The filing describes the securities as restricted and notes Nasdaq as the trading market. The excerpt is a routine notice of proposed resale under Rule 144 documenting past transfers and planned sales; cash‑flow recipients and broader ownership context are not stated in the provided text.
Fastly, Inc. reported insider sales by Scott Lovett. The filing lists multiple dispositions of Class A Common Stock on 03/04/2026, 03/17/2026, 03/18/2026, and 05/18/2026. Individual reported transactions include 73,715 shares on 03/04/2026 and several smaller tranches in March and May 2026.
Fastly (FSLY) affiliate filed a Form 144 reporting proposed resale activity and multiple recent Class A Common Stock dispositions. The notice lists proposed restricted sales dated 05/28/2026 and a series of actual sales by Charles L. Compton III between 03/03/2026 and 05/19/2026. The reported transactions include individual sales ranging from 400 shares to 59,224 shares, with dollar amounts shown for each trade.
Fastly, Inc. CFO Richard Wong reported two Class A Common Stock transactions. On May 21, 2026, he completed an open-market sale of 2,500 shares at $16.48 per share. This reduced his direct holdings to 1,239,301 shares.
The day before, on May 20, 2026, he acquired 2,500 shares at $9.27 per share in a transaction under the Fastly, Inc. 2019 Employee Stock Purchase Plan, described as exempt under Rule 16b-3(c). Overall, the transactions affect only a small portion of his total direct ownership.
FSLY filed a Form 144 proposing the sale of 2,500 shares under an Employee Stock Purchase Plan on 05/20/2026. The filing lists prior open-market dispositions by Richard Wong totaling 19,149 shares across four transactions on 03/03/2026, 03/06/2026, 05/18/2026, and 05/19/2026 with reported proceeds shown.
Fastly, Inc.’s CFO Richard Wong reported selling a total of 9,907 shares of Class A Common Stock in mid-May 2026. On May 19, he sold 6,315 shares at a reported price of $16.35 per share, and on May 18 he sold 3,592 shares at $16.85 per share.
A footnote explains that shares sold were used to satisfy tax obligations related to the vesting of previously granted Restricted Stock Units, indicating a compensation- and tax-driven transaction rather than a purely discretionary sale. After these sales, Wong directly holds 1,239,301 shares of Fastly Class A Common Stock.
Fastly, Inc. reported that Scott R. Lovett, President, Go to Market, sold 14,843 shares of Class A common stock on May 18, 2026 at a weighted average price of $16.85 per share.
The filing explains that these shares were sold to satisfy tax obligations related to the vesting of previously granted Restricted Stock Units, making this a compensation-driven transaction. After the sale, Lovett continued to hold 1,489,035 shares of Fastly common stock directly, indicating the sale represented a small portion of his overall stake.
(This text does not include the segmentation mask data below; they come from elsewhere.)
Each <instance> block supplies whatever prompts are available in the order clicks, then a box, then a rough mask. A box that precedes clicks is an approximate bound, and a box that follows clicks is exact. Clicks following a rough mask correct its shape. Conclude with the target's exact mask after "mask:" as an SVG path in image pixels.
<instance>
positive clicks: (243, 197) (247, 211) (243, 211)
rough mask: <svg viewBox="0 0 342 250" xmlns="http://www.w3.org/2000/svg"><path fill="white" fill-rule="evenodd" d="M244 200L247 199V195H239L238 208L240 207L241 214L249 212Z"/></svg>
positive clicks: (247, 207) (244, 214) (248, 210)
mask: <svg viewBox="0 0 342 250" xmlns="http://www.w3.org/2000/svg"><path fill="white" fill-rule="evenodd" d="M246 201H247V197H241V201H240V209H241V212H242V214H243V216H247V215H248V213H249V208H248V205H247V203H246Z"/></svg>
Fastly, Inc. CEO Charles Lacey Compton III reported two open-market sales of Class A common stock. On May 18, 2026, he sold 34,334 shares at a weighted average price of $16.85 per share. On May 19, 2026, he sold 11,275 shares at a weighted average price of $16.48 per share.
Footnotes state that shares were sold to satisfy tax obligations tied to the vesting of previously granted restricted stock units and that the transactions were made under a pre-arranged Rule 10b5-1 trading plan adopted on August 27, 2025. After these sales, he directly holds 1,088,286 shares of Fastly Class A common stock.